Gradient Penalty Computation: For each element in the batch, a random interpolation factor alpha is sampled uniformly. Interpolated data is constructed as x_hat = real + alpha * (fake - real). The discriminator gradient with respect to x_hat is computed, and the penalty is the squared deviation of the gradient norm from 1:
GP = E[(||grad D(x_hat)||_2 - 1)^2]
A small epsilon (1e-8) is added inside the norm calculation for numerical stability.
Mixed Precision: The training loop supports automatic mixed precision via torch.cuda.amp, using a GradScaler to manage float16/float32 conversions for reduced memory and faster computation.
Usage
The training loop executes automatically when train_numpy() or train_dataframe() is called, after data preparation and model building. The user controls training behavior through DGANConfig parameters: epochs, batch_size, discriminator_rounds, generator_rounds, learning rates, beta1 values, gradient penalty coefficients, and attribute_loss_coef. An optional progress callback receives ProgressInfo objects after each batch.
Theoretical Basis
Wasserstein Distance: The Wasserstein-1 distance (Earth Mover's distance) between distributions P_r and P_g is:
W(P_r, P_g) = sup_{||f||_L <= 1} E_{x ~ P_r}[f(x)] - E_{x ~ P_g}[f(x)]

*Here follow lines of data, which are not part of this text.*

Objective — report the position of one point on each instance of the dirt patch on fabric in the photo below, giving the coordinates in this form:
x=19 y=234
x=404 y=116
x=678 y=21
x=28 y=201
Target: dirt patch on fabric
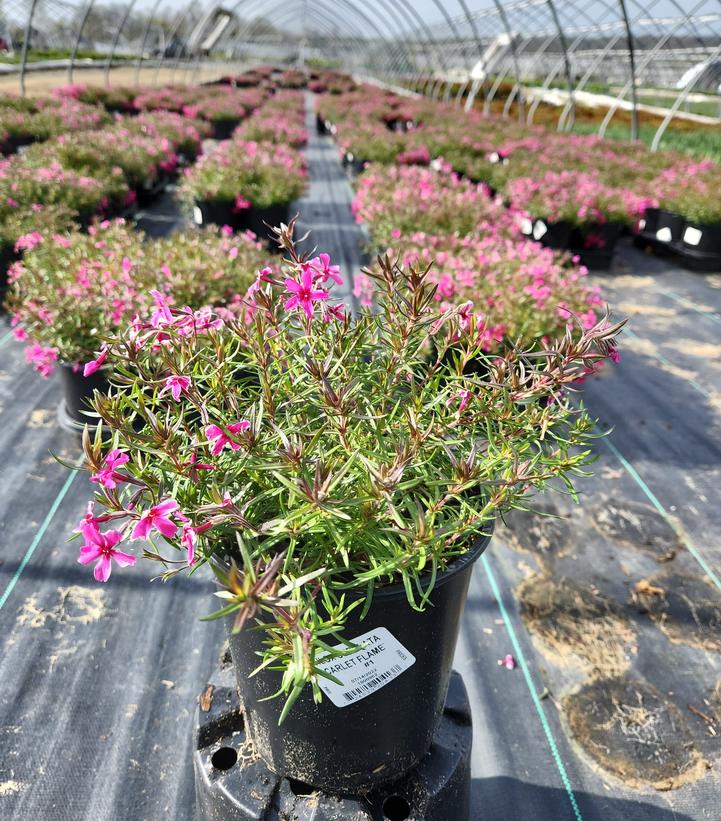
x=637 y=525
x=631 y=281
x=576 y=624
x=10 y=787
x=540 y=533
x=631 y=730
x=690 y=347
x=75 y=605
x=41 y=418
x=634 y=309
x=685 y=607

where the supremum is over all 1-Lipschitz functions f. The discriminator D approximates this optimal f.
Gradient Penalty (Gulrajani et al., 2017): Instead of clipping discriminator weights, the gradient penalty enforces the Lipschitz constraint softly:
GP = E_{x_hat ~ P_{x_hat}} [(||nabla_{x_hat} D(x_hat)||_2 - 1)^2]
where x_hat = epsilon * x_real + (1 - epsilon) * x_fake with epsilon ~ U[0,1].
Feature Discriminator Loss:
L_D = E[D(G(z))] - E[D(x)] + lambda * GP
Attribute Discriminator Loss:
L_{D_attr} = E[D_attr(G(z)_attr)] - E[D_attr(x_attr)] + lambda_attr * GP_attr
Generator Loss:
L_G = -E[D(G(z))] + alpha * (-E[D_attr(G(z)_attr)])
where alpha is the attribute_loss_coef.
Adam Optimizer: All three networks use Adam with a reduced beta1 (default 0.5 instead of the typical 0.9), following standard GAN training practice for reduced momentum that helps with non-stationary optimization.